“There’s virtually no limit to the levels of reflexivity on display in You Ain’t Seen Nothin’ Yet, but what does all this meta-cinematic (and meta-theatrical) play add up to?” asks Andrew Schenker at Slant. “One way of looking at French master Alain Resnais’s latest would suggest that it amounts to very little other than a skillfully executed study in cleverness, filled with the sort of superficial bursts of imagination that dominated the director’s previous effort, Wild Grass, itself little more than an exercise in whimsical pastiche. Another, more generous way of approaching the film, though, would be to consider it as an answer to the long-posed question about the proper relationship between a theatrical source (in this case Jean Anouilh’s Eurydice, with material thrown in from another of the playwright’s works) and its cinematic adaptation. From this angle, the reference point in the Resnais canon is 1986’s Mélo, which similarly foregrounded and made a virtue of its theatrical source while doubling and tripling the layers of irony, though nowhere near the extreme degree that the director pursues in his latest.”

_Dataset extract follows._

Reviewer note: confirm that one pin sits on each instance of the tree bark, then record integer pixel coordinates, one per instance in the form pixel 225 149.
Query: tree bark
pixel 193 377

As the New Yorker‘s Richard Brody explains, Resnais’s “exquisite setup involves a baker’s dozen of France’s greatest actors including Michel Piccoli, Sabine Azéma (Resnais’s wife), Pierre Arditi, and Mathieu Amalric as themselves, gathering at a rural mansion for the funeral of a friend, the (fictitious) playwright Antoine d’Anthac (Denis Podalydès), who addresses them posthumously by way of a video that presents a youthful theatre company’s rehearsal of his play Eurydice. It had, years earlier, been a vehicle for the assembled mourners, and, as the recording of it (made by the director Bruno Podalydès) unfolds, they can’t keep from accompanying it with their own impromptu performance of the play. The expanses of the house fuse with the inner expanses of the mind to become the living stage of memory: long-ago love affairs, wrenching separations, tawdry betrayals, wild jealousy, and violent death surge forth from the past and, in the process, revive the veteran actors’ youth.”
“All this sounds rather remarkably impenetrably knotty and maybe impossibly French,” concedes Glenn Kenny, “and there’s a sense in which cultural specificity seems kind of crucial to ‘getting’ what’s going on here…. However. Once the conceit is successfully realized and the Eurydice action moves forward while toggling in different modes, the movie’s exploration of the art of acting and the fungible nature of what we call ‘tragedy’ takes on a remarkable immediacy that’s rendered more than slightly phantasmagorical by the 90-year-old Resnais’s delight in the play of digital space. Most, if not all, of the setting inhabited by the actors transporting themselves (and the audience) in D’Anthac’s lair are digital simulations, from great halls that look like video-game foyers to ratty pension bedrooms wherein various iterations of Orpheus and Eurydice enact their passion and domestic disputes…. The formal innovations and sense of play aren’t distractions from the emotion, rather, Resnais suggests, it is only through the rigorous exercise of the imagination that art is able to communicate anything even suggesting the Real.”
Keith Uhlich has a brief recommendation in Time Out New York, and indieWIRE‘s Peter Knegt reports that Kino Lorber has picked up U.S. rights: “The film will be released in all major markets in early 2013.” Earlier: Reviews from the premiere in Cannes.
Updates, 10/5: “Resnais is at once a formalist who adheres to the strictures of the stage and a surrealist influenced by the reach of our imaginations,” writes Jordan Cronk in Reverse Shot. “Borne of the internalized passions of both waking life and the unconscious, Resnais’s cinema operates at once outside of and in relation to the absolute. Even a more narratively linear work such as Coeurs (whose more metaphorically forthright American title is Private Fears in Public Places) unfolds like a highly tactile dream; in translating the intrinsic into the cinematic, Resnais approaches the subconscious and the concrete on equal terms, locating a hyperaware middle ground that is nonetheless authentic.”
At the Playlist, Peter Labuza gives You Ain’t an A-.